Roland se dressa de son haut, et il était grand, quand il se dressait ainsi. Peut-être pensez-vous que cette question tant de fois et si mal à propos répétée : Quelle heure est-il ? lui échauffait décidément les oreilles, qu’il avait, du reste, singulièrement faciles à échauffer. Vous vous tromperiez. La galante mine du Buridan avait caressé ses instincts de peintre. Il eût, en vérité, pardonné beaucoup à ce fier jeune homme qui portait avec une grâce si cavalière les guenilles à la mode, mais son regard venait de rencontrer le pied du lit, où M. Léon Malevoy sommeillait naguère. Sur le pied du lit, il y avait un madras quadrillé jaune vif et ponceau, chiffonné selon l’art suprême que les grisettes bordelaises prodiguent à la coquetterie de leur coiffure.

Roland était très pâle et ses lèvres tremblaient :

— Il est l’heure de savoir, prononça-t-il entre ses dents serrées, comment s’appelle la Marguerite que vous attendiez, Monsieur Léon de Malevoy ?

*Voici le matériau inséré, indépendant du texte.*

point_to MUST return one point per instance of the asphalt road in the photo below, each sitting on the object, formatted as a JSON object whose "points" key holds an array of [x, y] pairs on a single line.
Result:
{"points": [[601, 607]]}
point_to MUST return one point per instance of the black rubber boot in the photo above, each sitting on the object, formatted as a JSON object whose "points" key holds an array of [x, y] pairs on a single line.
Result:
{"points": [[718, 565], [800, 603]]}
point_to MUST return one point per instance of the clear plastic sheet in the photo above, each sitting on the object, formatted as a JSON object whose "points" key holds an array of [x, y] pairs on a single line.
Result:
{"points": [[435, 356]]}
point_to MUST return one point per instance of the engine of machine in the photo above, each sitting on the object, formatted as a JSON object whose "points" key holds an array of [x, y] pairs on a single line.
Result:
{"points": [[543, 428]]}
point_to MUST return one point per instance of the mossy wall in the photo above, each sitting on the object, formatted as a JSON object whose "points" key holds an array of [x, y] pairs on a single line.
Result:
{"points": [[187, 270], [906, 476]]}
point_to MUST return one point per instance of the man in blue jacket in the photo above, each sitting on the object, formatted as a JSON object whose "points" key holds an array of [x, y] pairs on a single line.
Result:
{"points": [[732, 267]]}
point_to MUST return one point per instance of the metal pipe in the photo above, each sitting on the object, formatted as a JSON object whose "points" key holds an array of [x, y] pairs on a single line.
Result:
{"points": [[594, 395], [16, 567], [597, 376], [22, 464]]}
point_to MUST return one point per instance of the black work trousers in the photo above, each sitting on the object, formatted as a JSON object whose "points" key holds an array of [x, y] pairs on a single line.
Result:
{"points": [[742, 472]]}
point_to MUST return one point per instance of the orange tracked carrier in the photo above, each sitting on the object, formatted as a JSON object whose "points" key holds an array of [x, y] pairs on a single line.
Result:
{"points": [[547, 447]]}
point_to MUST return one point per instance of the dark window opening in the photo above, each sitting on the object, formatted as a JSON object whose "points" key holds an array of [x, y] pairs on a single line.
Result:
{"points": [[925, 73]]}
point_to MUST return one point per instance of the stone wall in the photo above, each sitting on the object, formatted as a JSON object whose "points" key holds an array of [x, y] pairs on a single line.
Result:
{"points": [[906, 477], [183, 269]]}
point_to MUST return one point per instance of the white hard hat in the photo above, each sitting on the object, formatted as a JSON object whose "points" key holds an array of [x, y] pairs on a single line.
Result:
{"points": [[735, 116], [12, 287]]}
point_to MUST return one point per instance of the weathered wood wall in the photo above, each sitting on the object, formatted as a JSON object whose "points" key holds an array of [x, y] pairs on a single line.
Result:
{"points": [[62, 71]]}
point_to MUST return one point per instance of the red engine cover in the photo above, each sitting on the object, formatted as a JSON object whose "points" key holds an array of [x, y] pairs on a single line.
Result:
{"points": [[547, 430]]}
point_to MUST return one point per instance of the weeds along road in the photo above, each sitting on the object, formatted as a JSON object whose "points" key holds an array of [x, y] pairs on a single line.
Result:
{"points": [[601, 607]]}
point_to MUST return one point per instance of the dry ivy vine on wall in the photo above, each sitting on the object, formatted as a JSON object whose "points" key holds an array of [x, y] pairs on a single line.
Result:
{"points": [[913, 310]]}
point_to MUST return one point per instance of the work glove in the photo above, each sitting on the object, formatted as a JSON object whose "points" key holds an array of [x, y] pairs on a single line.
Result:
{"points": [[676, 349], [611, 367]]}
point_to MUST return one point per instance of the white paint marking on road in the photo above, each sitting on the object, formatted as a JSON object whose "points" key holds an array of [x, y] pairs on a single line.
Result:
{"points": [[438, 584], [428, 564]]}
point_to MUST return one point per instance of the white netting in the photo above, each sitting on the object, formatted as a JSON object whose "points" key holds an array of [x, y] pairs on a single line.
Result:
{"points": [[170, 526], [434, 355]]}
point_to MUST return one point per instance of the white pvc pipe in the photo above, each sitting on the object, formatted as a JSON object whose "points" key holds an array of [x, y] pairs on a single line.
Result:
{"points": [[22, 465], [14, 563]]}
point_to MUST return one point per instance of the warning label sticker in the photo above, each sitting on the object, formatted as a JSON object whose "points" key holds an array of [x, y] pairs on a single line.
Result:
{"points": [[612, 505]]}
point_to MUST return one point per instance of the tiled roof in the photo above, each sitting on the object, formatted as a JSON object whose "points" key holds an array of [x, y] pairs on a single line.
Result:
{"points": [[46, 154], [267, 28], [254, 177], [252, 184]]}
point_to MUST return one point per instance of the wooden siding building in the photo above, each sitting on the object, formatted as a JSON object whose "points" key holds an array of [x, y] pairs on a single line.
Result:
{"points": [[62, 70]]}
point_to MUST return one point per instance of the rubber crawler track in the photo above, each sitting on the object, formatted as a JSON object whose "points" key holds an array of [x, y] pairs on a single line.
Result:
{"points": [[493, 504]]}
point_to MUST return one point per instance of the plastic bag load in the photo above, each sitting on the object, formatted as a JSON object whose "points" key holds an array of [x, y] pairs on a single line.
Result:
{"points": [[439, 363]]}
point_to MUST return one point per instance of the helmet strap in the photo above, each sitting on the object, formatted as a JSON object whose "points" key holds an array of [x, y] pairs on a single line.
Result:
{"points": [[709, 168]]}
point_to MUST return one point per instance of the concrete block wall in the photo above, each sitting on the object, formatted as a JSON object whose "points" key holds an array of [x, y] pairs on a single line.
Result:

— Marguerite de Bourgogne, parbleu !

— Est-ce à elle ce fichu qui est là ?

Il montrait le pied du lit avec son doigt étendu convulsivement.

Buridan regarda tour à tour le fichu de madras, puis le visage de son interlocuteur.

La ligne nette et délicate de ses sourcils se brisa. Il mit le poing sur la hanche et demanda d’un ton provocant :

— Qu’est-ce que cela vous fait ?

Roland avait ce calme des terribles colères.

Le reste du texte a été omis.